Where are the crack binges? Where are the drunken brawls and card games? You call that an extreme load? I call 32 tonnes of methamphetamine precursors an extreme load.
The developers of 18 Wheels of Steel have obviously never set foot in South Africa, where a trucker is a man to be feared. These are real men – men who do not need brakes, service plans, or road rules. These are men who sneer at both danger and buses swollen with hymn-singing school children. These are men who fall asleep at the wheel without compunction.
(To be fair, I’m sure Extreme Trucker simulates the soporific effect of hard driving with considerable verve. I don’t think this is enough to warrant a specialised series of force-feedback controllers, though, which is almost a pity in this world of cat pyjamas and Internet-capable fridges.)
Not since the Taxi Racer series have I been so gutted by the misrepresentation of a lucrative and reckless minority.
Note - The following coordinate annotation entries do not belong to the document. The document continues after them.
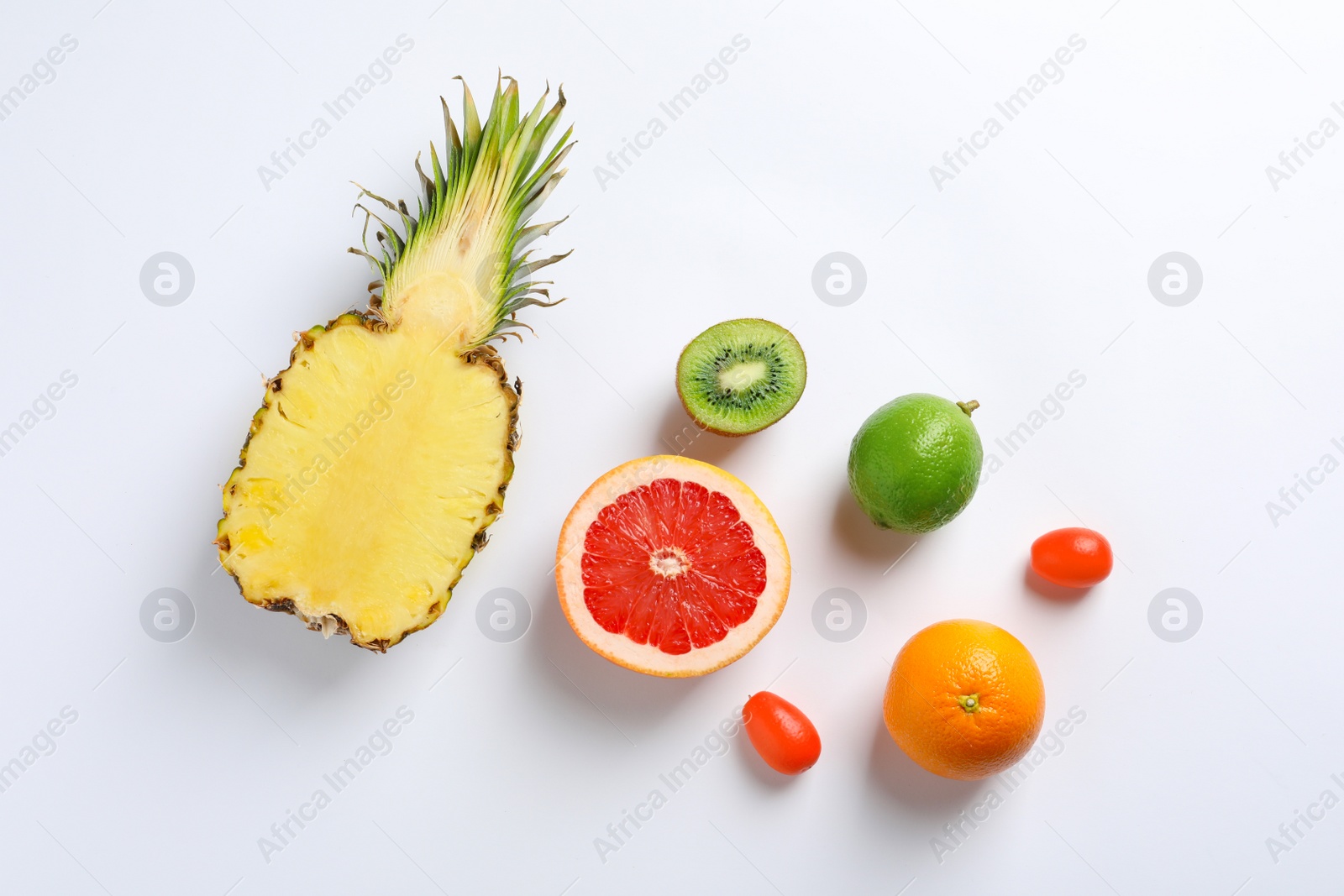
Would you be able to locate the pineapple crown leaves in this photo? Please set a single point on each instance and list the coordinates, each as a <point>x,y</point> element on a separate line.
<point>494,175</point>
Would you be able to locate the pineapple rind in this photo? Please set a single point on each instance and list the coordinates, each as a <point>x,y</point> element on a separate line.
<point>234,500</point>
<point>467,250</point>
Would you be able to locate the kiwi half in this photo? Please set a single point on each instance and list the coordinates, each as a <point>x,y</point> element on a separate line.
<point>741,376</point>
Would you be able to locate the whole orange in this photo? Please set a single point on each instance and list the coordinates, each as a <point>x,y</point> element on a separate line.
<point>965,699</point>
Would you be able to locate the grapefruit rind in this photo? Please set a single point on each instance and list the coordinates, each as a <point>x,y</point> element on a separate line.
<point>642,658</point>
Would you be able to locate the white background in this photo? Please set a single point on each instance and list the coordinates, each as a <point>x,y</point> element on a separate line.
<point>1028,265</point>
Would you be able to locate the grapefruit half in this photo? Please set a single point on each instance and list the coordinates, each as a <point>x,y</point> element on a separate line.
<point>671,567</point>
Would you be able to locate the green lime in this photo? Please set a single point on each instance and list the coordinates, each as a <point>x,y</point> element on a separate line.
<point>916,463</point>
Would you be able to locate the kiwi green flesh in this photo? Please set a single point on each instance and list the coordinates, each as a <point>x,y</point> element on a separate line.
<point>741,376</point>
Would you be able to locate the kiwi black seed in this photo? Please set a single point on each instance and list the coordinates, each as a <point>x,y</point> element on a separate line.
<point>741,376</point>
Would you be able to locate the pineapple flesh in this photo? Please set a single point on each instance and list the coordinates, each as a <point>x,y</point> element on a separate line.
<point>382,453</point>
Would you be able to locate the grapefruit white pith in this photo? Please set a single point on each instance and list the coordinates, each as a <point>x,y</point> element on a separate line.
<point>671,567</point>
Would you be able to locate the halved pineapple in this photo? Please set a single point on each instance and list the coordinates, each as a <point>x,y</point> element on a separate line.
<point>381,454</point>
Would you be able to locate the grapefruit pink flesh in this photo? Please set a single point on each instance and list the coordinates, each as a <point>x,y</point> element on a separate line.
<point>671,567</point>
<point>671,564</point>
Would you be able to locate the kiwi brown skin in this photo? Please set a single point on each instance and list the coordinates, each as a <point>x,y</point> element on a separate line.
<point>702,425</point>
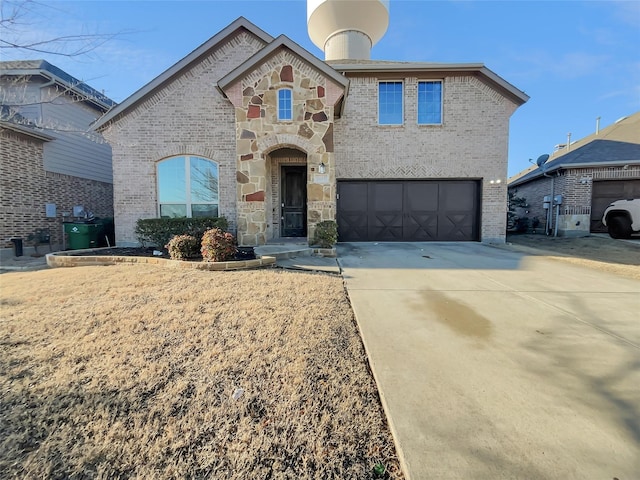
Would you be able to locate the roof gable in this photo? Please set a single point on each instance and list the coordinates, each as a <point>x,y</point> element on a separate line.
<point>272,49</point>
<point>50,72</point>
<point>240,24</point>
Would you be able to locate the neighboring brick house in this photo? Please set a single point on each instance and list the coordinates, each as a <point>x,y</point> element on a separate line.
<point>589,174</point>
<point>50,160</point>
<point>258,130</point>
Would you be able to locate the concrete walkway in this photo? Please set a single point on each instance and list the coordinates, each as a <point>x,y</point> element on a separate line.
<point>496,365</point>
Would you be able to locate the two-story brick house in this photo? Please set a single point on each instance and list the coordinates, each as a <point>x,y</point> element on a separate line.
<point>261,131</point>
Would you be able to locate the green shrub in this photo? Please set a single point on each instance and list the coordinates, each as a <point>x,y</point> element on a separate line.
<point>183,247</point>
<point>158,231</point>
<point>326,234</point>
<point>218,246</point>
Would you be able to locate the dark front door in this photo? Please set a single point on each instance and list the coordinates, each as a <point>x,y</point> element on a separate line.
<point>606,192</point>
<point>294,201</point>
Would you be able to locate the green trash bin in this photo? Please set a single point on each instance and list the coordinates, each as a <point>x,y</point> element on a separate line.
<point>82,235</point>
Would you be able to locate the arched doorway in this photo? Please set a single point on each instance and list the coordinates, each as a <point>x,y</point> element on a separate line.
<point>288,193</point>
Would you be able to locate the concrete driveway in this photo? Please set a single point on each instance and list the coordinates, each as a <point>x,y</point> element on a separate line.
<point>493,364</point>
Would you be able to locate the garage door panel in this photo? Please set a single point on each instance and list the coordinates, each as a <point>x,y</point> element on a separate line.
<point>421,196</point>
<point>408,210</point>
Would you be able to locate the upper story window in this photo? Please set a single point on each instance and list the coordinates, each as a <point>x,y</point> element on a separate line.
<point>285,110</point>
<point>187,187</point>
<point>430,103</point>
<point>390,103</point>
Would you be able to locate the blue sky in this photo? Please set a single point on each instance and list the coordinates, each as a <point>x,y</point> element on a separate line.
<point>577,60</point>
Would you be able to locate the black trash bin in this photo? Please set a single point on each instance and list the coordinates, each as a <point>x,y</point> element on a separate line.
<point>17,246</point>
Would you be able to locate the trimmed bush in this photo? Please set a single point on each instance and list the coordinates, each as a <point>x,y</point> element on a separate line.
<point>218,246</point>
<point>326,234</point>
<point>183,247</point>
<point>158,231</point>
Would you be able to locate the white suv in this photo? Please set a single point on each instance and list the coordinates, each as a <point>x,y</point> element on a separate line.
<point>622,218</point>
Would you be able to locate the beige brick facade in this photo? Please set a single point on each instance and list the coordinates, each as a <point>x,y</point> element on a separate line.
<point>26,188</point>
<point>187,114</point>
<point>576,187</point>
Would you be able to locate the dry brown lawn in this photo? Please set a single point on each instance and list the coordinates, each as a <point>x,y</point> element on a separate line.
<point>620,257</point>
<point>135,371</point>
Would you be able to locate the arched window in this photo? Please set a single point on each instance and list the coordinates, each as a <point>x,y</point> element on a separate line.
<point>187,187</point>
<point>285,110</point>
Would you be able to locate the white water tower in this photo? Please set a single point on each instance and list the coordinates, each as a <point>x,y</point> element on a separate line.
<point>347,29</point>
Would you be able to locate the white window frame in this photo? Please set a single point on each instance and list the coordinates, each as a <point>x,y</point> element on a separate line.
<point>280,117</point>
<point>441,82</point>
<point>187,166</point>
<point>401,103</point>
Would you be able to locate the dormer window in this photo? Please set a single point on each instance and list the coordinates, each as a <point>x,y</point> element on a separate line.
<point>285,110</point>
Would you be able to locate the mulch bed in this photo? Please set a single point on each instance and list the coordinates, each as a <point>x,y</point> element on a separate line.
<point>244,253</point>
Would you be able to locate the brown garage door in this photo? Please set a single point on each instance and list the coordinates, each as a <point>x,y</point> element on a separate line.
<point>408,210</point>
<point>607,191</point>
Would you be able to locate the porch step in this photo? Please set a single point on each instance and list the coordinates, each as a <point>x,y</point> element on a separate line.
<point>283,251</point>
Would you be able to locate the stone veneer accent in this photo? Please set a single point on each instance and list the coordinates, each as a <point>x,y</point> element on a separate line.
<point>259,133</point>
<point>76,259</point>
<point>26,187</point>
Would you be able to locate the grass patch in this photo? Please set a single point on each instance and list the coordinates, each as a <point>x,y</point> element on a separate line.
<point>145,372</point>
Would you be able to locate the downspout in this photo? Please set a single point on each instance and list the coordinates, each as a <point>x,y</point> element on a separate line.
<point>45,85</point>
<point>549,224</point>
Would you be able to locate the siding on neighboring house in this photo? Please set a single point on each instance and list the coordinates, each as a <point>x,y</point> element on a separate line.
<point>77,151</point>
<point>26,188</point>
With so many opportunities for violence and slanderous stereotyping, how could a game about big, powerful vehicles jackknife into such good behaviour?
The makers of Extreme Trucker are not bad people. They obviously care deeply about trucks and highways and cargo as things in and of themselves, whereas I do not. I care about swagger and wanton escapism, and also the ability to cause mayhem in virtual worlds.
So, sad as it is, I’ve again had to submerge my ambitions of calamitous cross-country driving and the high life that surrounds it. Its a sore blow, but I live yet in hope.